Vetro, l’industria italiana è sempre più decarbonizzata e circolare

di Redazione Ricicla.tv 10/04/2024

Cresce l’impegno dell’industria italiana del vetro, prima in Europa nel campo degli imballaggi, nell’adozione di processi circolari e decarbonizzati. Grazie al riciclo, spiega Assovetro, nel 2022 sono state tagliate emissioni di CO2 per oltre un milione di tonnellate. “Ma serve un quadro normativo che renda sostenibile gli investimenti”, dice il presidente Marco Ravasi


Meno risorse naturali consumate, tassi crescenti di riciclo (con picchi vicini al 90% per alcune produzioni) e investimenti in soluzioni innovative per massimizzare l’efficienza ambientale ed energetica dei processi produttivi. L’industria italiana del vetro è sempre più circolare e decarbonizzata, dicono gli ultimi numeri diffusi da Assovetro. “Il nostro report di sostenibilità – spiega il presidente Marco Ravasi – ci dice che il 68% del campione esaminato ha formalizzato una roadmap di decarbonizzazione al 2030 e 2050 e molte vetrerie stanno già attuando importanti cambiamenti sia nel campo dei processi industriali che dei prodotti”. Un percorso che coniuga sostenibilità e competitività, per un’industria energivora come quella vetraria, che trova nella riduzione dei consumi, nell’efficienza dei processi e nelle rinnovabili anche un antidoto ai costi crescenti dell’energia.
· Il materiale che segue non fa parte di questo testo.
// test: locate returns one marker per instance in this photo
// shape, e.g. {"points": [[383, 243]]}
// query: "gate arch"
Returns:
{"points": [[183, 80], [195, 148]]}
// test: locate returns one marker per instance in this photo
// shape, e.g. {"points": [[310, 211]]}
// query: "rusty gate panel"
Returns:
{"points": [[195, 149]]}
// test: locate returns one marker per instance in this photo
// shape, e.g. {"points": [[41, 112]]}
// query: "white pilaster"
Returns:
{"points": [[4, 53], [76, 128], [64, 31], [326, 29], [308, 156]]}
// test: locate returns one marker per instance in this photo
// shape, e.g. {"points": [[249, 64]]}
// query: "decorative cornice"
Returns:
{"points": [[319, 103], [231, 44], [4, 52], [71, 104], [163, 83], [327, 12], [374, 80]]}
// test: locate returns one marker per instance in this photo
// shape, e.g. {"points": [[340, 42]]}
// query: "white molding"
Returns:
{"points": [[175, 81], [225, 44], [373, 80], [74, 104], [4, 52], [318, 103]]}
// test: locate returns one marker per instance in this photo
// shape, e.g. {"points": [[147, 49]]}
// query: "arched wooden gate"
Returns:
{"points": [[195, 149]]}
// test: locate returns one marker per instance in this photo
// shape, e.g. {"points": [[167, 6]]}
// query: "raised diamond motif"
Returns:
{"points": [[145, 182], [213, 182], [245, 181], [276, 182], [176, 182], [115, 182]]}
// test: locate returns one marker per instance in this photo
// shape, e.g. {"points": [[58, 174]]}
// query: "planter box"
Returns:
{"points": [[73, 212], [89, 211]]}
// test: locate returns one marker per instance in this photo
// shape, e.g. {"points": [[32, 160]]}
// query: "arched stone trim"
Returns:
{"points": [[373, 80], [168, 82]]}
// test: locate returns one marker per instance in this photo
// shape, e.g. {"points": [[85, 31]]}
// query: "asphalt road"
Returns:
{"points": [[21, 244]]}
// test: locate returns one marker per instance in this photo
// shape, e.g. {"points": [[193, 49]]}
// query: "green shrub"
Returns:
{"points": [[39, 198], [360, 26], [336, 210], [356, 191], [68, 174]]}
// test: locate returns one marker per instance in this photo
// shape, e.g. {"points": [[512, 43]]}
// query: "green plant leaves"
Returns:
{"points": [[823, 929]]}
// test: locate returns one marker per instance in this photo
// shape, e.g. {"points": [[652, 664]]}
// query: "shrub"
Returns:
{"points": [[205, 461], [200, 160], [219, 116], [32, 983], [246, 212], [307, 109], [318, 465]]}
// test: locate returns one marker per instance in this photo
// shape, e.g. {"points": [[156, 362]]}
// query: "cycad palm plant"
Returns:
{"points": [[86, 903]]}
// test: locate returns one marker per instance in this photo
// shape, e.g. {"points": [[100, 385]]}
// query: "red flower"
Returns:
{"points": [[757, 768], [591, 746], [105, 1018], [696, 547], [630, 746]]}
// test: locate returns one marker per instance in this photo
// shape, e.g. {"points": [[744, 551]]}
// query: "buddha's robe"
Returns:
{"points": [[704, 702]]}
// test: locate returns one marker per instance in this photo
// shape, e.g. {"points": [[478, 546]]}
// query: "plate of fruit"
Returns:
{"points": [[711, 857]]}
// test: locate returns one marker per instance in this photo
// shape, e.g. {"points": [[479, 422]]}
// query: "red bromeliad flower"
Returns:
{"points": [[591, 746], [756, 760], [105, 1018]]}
Al centro delle strategie di decarbonizzazione del sistema resta la ormai consolidata tradizione di riciclo, con tassi di utilizzo del rottame in crescita e arrivati per le bottiglie scure a una media compresa tra l’85 e l’87%. Complessivamente, nel 2022 l’utilizzo di materiale riciclato ‘pronto forno’, spiega Assovetro, ha consentito di risparmiare non solo energia, ma anche CO2, con un taglio delle emissioni di oltre un milione di tonnellate. Non solo riciclo. Le strategie di circolarità dell’industria, chiarisce Assovetro, partono già in fase di progettazione degli imballaggi, con le bottiglie di vino che negli ultimi 10 anni hanno visto ridurre il proprio peso del 12%, richiedendo meno materie prime ed energia in fase di produzione e, di conseguenza, generando minori emissioni. Tra gli esempi di ecodesign quello del gruppo Veralia, che con la sua Bordolese Air 300gr, la bottiglia bordolese più leggera di sempre, utilizza strumenti di modellazione all’avanguardia per prevedere la resistenza meccanica della bottiglia.

Ma il focus principale degli investimenti delle imprese di settore resta sull’energia, con l’obiettivo di ridurre sia i consumi che le emissioni generati dal ciclo produttivo. La percentuale di rinnovabili sul totale dei consumi, autoprodotta o acquistata, spiega Assovetro ha rappresentato oltre l’11% nel 2022 (+1% rispetto all’anno precedente). Tra gli esempi emblematici l’impianto Zignago di Fossalta di Portogruaro, alimentato ad energia rinnovabile prodotta dall’impianto a biomassa di Zignago Power che rifornisce quasi il 100% dell’elettricità consumata dalla vetreria e copre circa il 38% del fabbisogno di energia elettrica del gruppo. In aumento anche i piani per l’adozione di soluzioni tecnologiche innovative per aumentare l’efficienza dei processi. Il progetto HEATOX di Verallia prevede ad esempio il preriscaldamento di metano e ossigeno utilizzati nei forni, con una riduzione dei consumi e un taglio di circa il 5% delle emissioni di CO2. Nello stabilimento O-I di Villotta di Chions ha invece preso il via un progetto di utilizzo dell’ossigeno nei due forni fusori che consente di aumentare l’efficienza energetica con una riduzione del consumo di energia superiore al 38% e delle emissioni di circa l’80%.

“Le soluzioni tecnologiche per un cambio di paradigma energetico ci sono – ha sottolineato Ravasi – ma non basta“. La transizione ecologica ed energetica della prima industria vetraria d’Europa per quantità di imballaggi prodotti non può reggersi solo sulle gambe delle imprese, dice Assovetro. In gioco, oltre alle sorti del clima, c’è anche la competitività del comparto. “Altri paesi – ricorda infatti il presidente – per facilitare la transizione energetica della propria industria energivora, hanno varato piani di supporto economico: la Germania, ad esempio, con i ‘contratti di protezione del clima’ e gli Usa con sovvenzioni per 6 miliardi di dollari. Le aziende del vetro stanno facendo la loro parte – dice – ma occorre definire un quadro normativo-regolatorio chiaro e duraturo, con adeguati sistemi incentivanti che rendano sostenibili gli investimenti”.